I hold a lot of context in my head when it comes to the future of Mozilla's build system and the interaction with it. I wanted to perform a brain dump of sorts so people have an idea of where I'm coming from when I inevitably propose radical changes.
The sad state of build system interaction and the history of mach
I believe that Mozilla's build system has had a poor developer experience for as long as there has been a Mozilla build system. Getting started with Firefox development was a rite of passage. It required following (often out-of-date) directions on MDN. It required finding pages through MDN search or asking other people for info over IRC. It was the kind of process that turned away potential contributors because it was just too damn hard.
mach - while born out of my initial efforts to radically change the build system proper - morphed into a generic command dispatching framework by the time it landed in mozilla-central.

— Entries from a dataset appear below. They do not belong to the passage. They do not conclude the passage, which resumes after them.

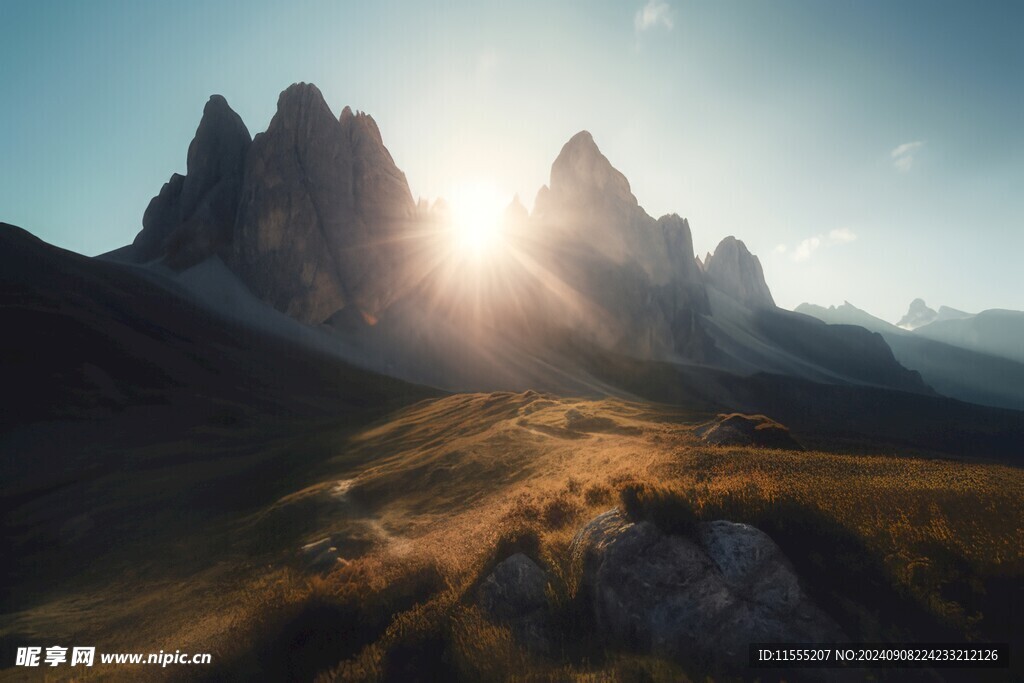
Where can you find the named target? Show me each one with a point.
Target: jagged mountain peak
(734, 270)
(581, 172)
(193, 215)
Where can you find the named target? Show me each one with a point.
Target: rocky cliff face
(322, 207)
(638, 273)
(734, 270)
(194, 215)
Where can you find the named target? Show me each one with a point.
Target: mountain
(848, 314)
(918, 314)
(950, 368)
(193, 217)
(324, 228)
(323, 209)
(995, 332)
(737, 272)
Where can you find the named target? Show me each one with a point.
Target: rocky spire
(321, 210)
(194, 215)
(582, 173)
(733, 270)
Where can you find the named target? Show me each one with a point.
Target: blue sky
(868, 151)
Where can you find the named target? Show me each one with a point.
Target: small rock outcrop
(321, 556)
(193, 216)
(514, 594)
(684, 598)
(735, 271)
(751, 430)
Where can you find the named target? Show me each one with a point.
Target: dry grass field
(422, 504)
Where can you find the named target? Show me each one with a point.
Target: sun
(476, 216)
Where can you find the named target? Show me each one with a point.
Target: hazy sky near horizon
(868, 151)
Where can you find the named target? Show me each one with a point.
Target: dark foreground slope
(131, 410)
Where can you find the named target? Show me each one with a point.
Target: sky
(866, 151)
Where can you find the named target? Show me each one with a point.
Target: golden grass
(446, 481)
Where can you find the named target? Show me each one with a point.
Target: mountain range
(313, 218)
(975, 357)
(308, 233)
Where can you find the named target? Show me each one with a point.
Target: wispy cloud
(903, 155)
(806, 248)
(842, 236)
(653, 14)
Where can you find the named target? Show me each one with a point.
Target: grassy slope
(419, 502)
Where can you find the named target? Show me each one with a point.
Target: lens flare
(476, 217)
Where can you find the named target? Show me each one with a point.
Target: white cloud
(804, 250)
(654, 13)
(903, 155)
(842, 236)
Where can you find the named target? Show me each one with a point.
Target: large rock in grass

It has one overarching purpose: provide a single gateway point for performing common developer tasks (such as building the tree and running tests). The concept was nothing new - individual developers had long coded up scripts and tools to streamline workflows. Some even published these for others to use. What set mach apart was a unified interface for these commands (the mach script in the top directory of a checkout) and that these productivity gains were in the tree and thus easily discoverable and usable by everybody without significant effort (just run mach help).

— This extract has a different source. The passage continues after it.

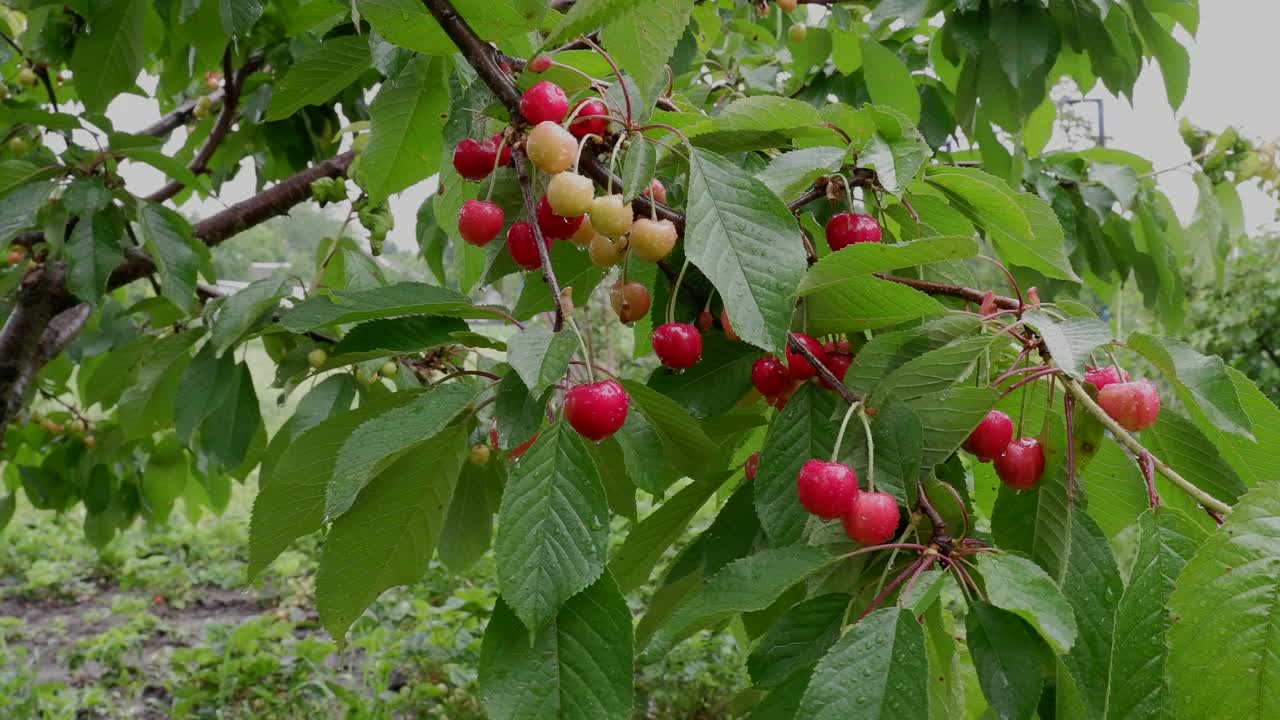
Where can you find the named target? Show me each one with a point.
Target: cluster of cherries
(1019, 464)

While mach doesn't yet satisfy everyone's needs, it's slowly growing new features and making developers' lives easier with every one. All of this is happening despite that there is not a single person tasked with working on mach full time. Until a few months ago, mach was largely my work. Recently, Matt Brubeck has been contributing a flurry of enhancements - thanks Matt! Ehsan Akhgari and Nicholas Alexander have contributed a few commands as well! There are also a few people with a single command to their name. This is fulfilling my original vision of facilitating developers to scratch their own itches by contributing mach commands.
I've noticed more people referencing mach in IRC channels. And, more people get angry when a mach command breaks or changes behavior. So, I consider the mach experiment a success. Is it perfect, no. If it's not good enough for you, please file a bug and/or code up a patch. If nothing else, please tell me: I love to know about everyone's subtle requirements so I can keep them in mind when refactoring the build system and hacking on mach.
The object directory is a black box
One of the ideas I'm trying to advance is that the object directory should be considered a black box for the majority of developers. In my ideal world, developers don't need to look inside the object directory. Instead, they interact with it through condoned and supported tools (like mach).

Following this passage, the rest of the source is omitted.